There is a race condition here where another thread frees cfi between the time that you took it from the linked list and this reference count increase.

Anyway, I'm sorry for not having looked more closely before, but the whole logic of the cpufreq_info life cycle feels a bit off to me right now.

It looks like you're trying to do a lazy one-time initialization of all cpufreq_info objects that are ever required in hud_get_num_cpufreq.

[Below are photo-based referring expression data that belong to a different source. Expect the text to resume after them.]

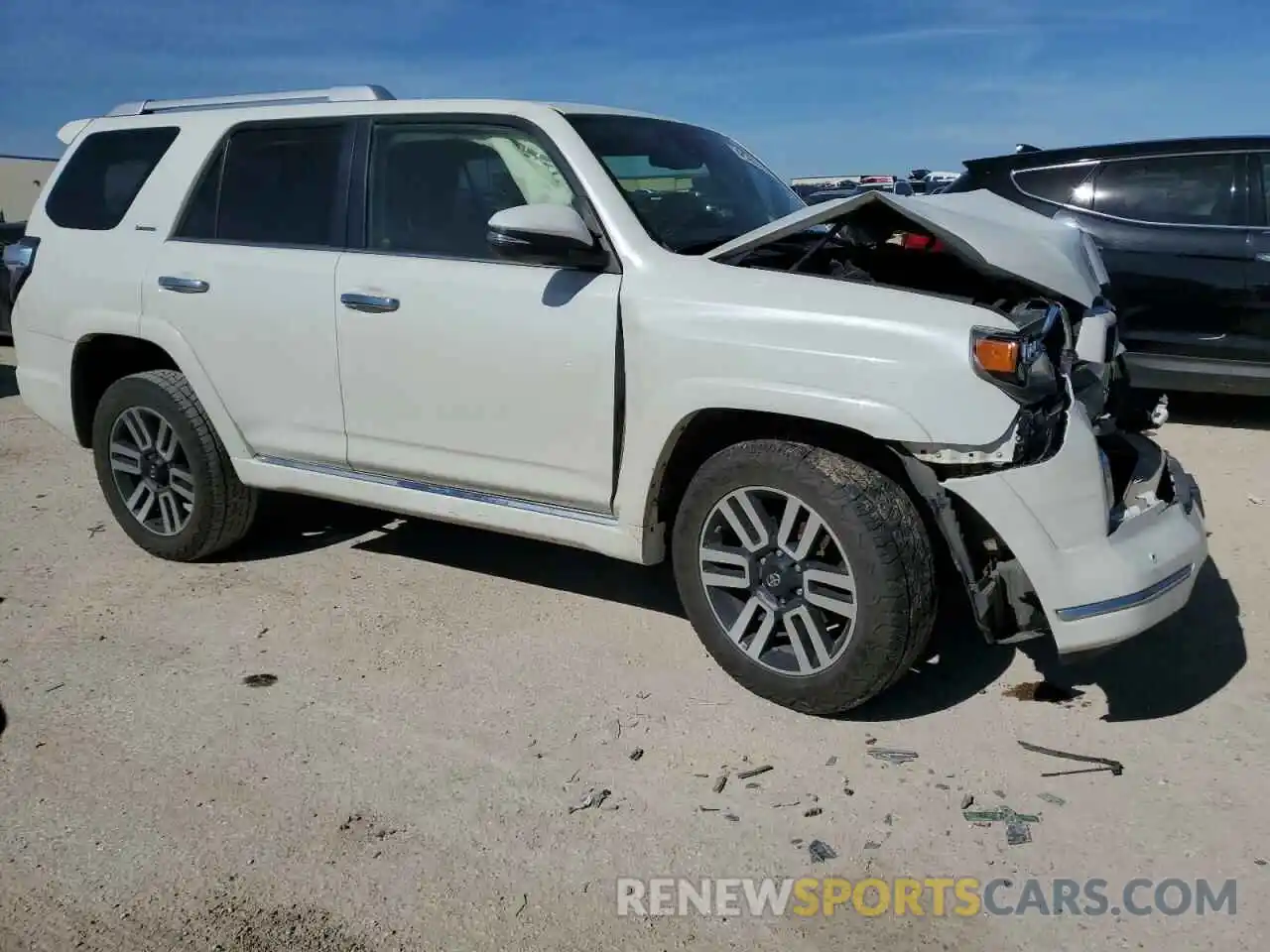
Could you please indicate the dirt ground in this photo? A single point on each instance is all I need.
(443, 697)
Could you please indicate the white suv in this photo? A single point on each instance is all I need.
(606, 330)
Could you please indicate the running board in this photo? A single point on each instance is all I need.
(435, 489)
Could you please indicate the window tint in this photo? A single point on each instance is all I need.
(1197, 189)
(1062, 184)
(434, 188)
(272, 185)
(104, 176)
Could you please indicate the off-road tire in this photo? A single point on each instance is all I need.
(223, 508)
(884, 539)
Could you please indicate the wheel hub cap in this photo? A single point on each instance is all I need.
(778, 580)
(151, 471)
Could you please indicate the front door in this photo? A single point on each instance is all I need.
(246, 281)
(457, 368)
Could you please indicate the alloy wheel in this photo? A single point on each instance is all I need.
(151, 471)
(778, 580)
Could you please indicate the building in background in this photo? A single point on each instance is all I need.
(21, 179)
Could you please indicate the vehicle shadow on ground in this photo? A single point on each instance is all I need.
(1164, 671)
(1219, 411)
(532, 562)
(8, 380)
(1170, 669)
(290, 525)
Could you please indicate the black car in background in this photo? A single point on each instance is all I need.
(9, 232)
(1183, 227)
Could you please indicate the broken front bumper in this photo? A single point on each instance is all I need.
(1095, 587)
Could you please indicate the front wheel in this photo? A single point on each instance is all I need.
(810, 576)
(164, 471)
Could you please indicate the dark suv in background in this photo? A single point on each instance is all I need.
(1183, 226)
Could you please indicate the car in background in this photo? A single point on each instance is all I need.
(10, 232)
(1184, 230)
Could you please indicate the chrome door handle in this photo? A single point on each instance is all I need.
(370, 303)
(183, 286)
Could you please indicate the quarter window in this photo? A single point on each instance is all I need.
(1196, 189)
(434, 186)
(104, 176)
(272, 185)
(1062, 184)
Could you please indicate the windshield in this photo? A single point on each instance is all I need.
(691, 188)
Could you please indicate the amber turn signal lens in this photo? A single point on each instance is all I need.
(997, 356)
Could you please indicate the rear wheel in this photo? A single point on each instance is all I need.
(166, 474)
(810, 576)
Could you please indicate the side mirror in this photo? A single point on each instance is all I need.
(545, 234)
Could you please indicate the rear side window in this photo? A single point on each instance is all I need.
(272, 185)
(1189, 189)
(104, 176)
(1060, 184)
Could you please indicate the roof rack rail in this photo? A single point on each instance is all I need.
(296, 96)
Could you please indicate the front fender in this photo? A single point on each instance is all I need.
(653, 430)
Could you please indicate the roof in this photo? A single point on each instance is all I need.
(1111, 150)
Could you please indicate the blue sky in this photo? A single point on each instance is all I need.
(839, 87)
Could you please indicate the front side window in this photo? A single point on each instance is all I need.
(435, 186)
(691, 188)
(1193, 189)
(272, 185)
(104, 176)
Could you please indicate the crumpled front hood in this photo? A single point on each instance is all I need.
(988, 231)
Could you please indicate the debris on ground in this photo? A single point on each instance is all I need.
(1044, 690)
(1115, 767)
(893, 757)
(1017, 833)
(594, 797)
(820, 851)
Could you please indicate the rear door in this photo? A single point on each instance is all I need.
(1251, 334)
(1174, 236)
(248, 281)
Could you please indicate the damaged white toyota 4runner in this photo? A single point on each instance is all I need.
(612, 331)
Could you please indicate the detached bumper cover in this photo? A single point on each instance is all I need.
(1096, 588)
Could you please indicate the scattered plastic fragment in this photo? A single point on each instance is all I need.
(1115, 767)
(594, 797)
(893, 757)
(1017, 833)
(821, 851)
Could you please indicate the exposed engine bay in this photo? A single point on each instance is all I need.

That's fine as a pattern, but then you simply shouldn't ever free those objects in free_query_data.

You'd keep them around until program exit; they will appear in a leak check as "still reachable" (and that only if the HUD was used), which is fine in my book.

Then the only thing you need to mutex-protect is the initialization, to ensure that it happens exactly once and that nobody tries to find_cfi_index until the list is initialized.


    gr->query_data = cfi;
    gr->query_new_value = query_cfi_load;

@@ -180,8 +196,12 @@ add_object(const char *name, const char *fn, int objmode, 
int cpu_index)
    strcpy(cfi->sysfs_filename, fn);
    cfi->mode = objmode;
    cfi->cpu_index = cpu_index;
+   pipe_reference_init(&cfi->refcnt, 1);
+
+   pipe_mutex_lock(gcpufreq_mutex);
    list_addtail(&cfi->list, &gcpufreq_list);
    gcpufreq_count++;
+   pipe_mutex_unlock(gcpufreq_mutex);
 }

 /**
@@ -205,6 +225,7 @@ hud_get_num_cpufreq(bool displayhelp)
    /* Scan /sys/devices.../cpu, for every object type we support, create
     * and persist an object to represent its different metrics.
     */
+   pipe_mutex_init(gcpufreq_mutex);
    list_inithead(&gcpufreq_list);
    DIR *dir = opendir("/sys/devices/system/cpu");

There's a closedir missing.

I'm going to skip the other files because I believe they follow a similar pattern. Just one more thing: as it stands, the query_*_load functions will also go wonky when multiple contexts are actually used to show a HUD at the same time. I don't think it hurts the stability of the program, but it might lead to confusing output when the values of e.g. dsi->last_stat and dsi->last_time will interfere between multiple HUD contexts.